Douze fois par an, Jeanne Cherhal
jqr | Brooklyn | 03/14/2005
(5 out of 5 stars)
"This record immediately grabbed me and hasn't let go yet, some six months after I first got it. Jeanne Cherhal sounds somewhat like Nellie McKay, and both of them, in fact, studied mallet percussion like xylophones in school. Where Nellie McKay is sly and ironic, Jeanne Cherhal puts her all into every song and sings with passion and verve.

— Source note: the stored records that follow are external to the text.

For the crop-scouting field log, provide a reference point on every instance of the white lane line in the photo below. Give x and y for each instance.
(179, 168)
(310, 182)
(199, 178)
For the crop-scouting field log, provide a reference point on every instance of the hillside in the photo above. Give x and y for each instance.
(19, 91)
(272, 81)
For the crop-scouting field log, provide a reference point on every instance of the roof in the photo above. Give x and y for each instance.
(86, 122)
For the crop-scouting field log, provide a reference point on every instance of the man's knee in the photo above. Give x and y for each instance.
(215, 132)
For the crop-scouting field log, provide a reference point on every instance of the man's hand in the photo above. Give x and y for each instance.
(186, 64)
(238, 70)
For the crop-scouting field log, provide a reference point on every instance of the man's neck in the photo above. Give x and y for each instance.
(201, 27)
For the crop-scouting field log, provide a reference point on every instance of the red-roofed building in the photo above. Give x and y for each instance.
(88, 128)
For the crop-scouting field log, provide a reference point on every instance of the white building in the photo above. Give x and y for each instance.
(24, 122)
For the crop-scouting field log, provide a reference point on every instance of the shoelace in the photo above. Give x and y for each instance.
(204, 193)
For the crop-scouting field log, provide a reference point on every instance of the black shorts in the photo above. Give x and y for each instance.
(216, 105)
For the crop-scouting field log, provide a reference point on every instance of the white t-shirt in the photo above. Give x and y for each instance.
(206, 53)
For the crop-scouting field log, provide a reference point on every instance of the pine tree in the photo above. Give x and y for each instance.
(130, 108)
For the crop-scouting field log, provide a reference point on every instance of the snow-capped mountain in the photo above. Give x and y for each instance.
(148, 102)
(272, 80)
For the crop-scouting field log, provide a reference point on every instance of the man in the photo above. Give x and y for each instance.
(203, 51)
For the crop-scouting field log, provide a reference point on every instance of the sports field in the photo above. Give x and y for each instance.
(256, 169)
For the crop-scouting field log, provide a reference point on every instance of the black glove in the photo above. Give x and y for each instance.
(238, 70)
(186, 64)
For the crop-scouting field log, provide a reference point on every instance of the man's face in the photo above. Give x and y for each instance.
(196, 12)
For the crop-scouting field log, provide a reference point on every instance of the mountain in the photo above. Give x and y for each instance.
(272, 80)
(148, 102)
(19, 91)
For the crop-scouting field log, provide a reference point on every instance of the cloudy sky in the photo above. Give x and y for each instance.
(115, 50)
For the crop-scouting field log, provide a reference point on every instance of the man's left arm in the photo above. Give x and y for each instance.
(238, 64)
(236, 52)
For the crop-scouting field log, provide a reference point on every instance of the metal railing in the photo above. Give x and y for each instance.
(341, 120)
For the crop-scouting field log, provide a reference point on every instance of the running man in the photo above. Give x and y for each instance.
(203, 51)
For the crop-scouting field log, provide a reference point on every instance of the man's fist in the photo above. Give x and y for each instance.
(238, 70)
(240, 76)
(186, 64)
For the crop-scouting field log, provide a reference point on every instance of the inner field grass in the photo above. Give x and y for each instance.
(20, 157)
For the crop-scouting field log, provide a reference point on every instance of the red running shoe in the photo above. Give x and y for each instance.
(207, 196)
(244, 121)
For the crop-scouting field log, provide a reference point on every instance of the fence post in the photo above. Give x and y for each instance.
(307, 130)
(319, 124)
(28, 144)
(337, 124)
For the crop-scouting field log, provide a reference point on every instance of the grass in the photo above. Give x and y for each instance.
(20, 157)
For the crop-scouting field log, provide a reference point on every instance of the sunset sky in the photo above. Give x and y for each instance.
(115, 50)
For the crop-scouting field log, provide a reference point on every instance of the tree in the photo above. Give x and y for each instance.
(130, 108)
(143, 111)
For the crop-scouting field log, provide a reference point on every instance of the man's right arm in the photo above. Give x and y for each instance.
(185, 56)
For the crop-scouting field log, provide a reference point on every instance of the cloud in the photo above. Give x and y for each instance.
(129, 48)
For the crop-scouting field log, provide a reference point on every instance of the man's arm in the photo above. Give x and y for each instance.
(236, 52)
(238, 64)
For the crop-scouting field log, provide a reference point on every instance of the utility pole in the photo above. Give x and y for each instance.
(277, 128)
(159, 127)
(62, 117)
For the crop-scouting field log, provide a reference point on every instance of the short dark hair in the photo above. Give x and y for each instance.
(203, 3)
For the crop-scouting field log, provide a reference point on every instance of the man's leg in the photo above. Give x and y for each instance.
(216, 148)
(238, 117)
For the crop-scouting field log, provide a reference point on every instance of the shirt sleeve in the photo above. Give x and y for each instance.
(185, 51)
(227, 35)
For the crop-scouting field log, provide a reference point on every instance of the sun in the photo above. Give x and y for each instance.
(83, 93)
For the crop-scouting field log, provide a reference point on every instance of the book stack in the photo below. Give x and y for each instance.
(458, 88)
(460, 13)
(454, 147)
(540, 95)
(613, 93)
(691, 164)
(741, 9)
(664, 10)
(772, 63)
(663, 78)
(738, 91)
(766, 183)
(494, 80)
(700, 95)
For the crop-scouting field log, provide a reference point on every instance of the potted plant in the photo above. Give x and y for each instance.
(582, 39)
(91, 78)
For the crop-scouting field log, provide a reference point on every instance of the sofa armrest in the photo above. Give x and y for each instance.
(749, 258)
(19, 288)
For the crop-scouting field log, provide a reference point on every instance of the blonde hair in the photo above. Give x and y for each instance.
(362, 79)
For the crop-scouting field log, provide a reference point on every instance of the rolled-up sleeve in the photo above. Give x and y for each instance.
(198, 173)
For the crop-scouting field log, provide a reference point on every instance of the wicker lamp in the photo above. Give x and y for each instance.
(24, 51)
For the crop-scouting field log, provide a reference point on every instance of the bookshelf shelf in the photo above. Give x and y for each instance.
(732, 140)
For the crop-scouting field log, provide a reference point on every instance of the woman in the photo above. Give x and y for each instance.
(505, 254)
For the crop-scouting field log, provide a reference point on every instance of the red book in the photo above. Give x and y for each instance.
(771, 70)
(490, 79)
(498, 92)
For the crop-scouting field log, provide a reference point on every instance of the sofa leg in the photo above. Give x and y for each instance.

The masterpiece is "Super 8." It's a simple pop song about seeing your life flash before your eyes in your last moments, "Me, I'd like a Super 8 film / with blurry sun / my friends on the lawn, my sister too / scenes at random but quiet." Jeanne then goes on to wonder about what suicides see, about projectionists, about the girl who sells the popcorn, and then if that film includes the parts of your life you already slept through. I've listened to a lot of pop songs in my time, but I don't think I've ever heard one that takes the subject of death so earnestly and so directly, without irony or distance.
But wait, there's more! Jeanne also supplies a beautiful, sweet and rueful Christmas song (Ca sent le sapin) and the gorgeous, piano-and-acoustic-bass accompanied "Sad Love Song" ("My love is a cry, immense and uninterrupted, won't it ever stop?") and the best, most honest-sounding song I've ever heard about menstruation ("That's what it's like to be a woman, a being of flesh and blood.")
The arrangements are intimate without being cozy; every song sounds different. Those who don't speak French will still get the idea, I think, and enjoy her beautiful voice. For those who do, this is a record that punctures the old myth of European pop music as being trashy, fake-sounding, and overproduced."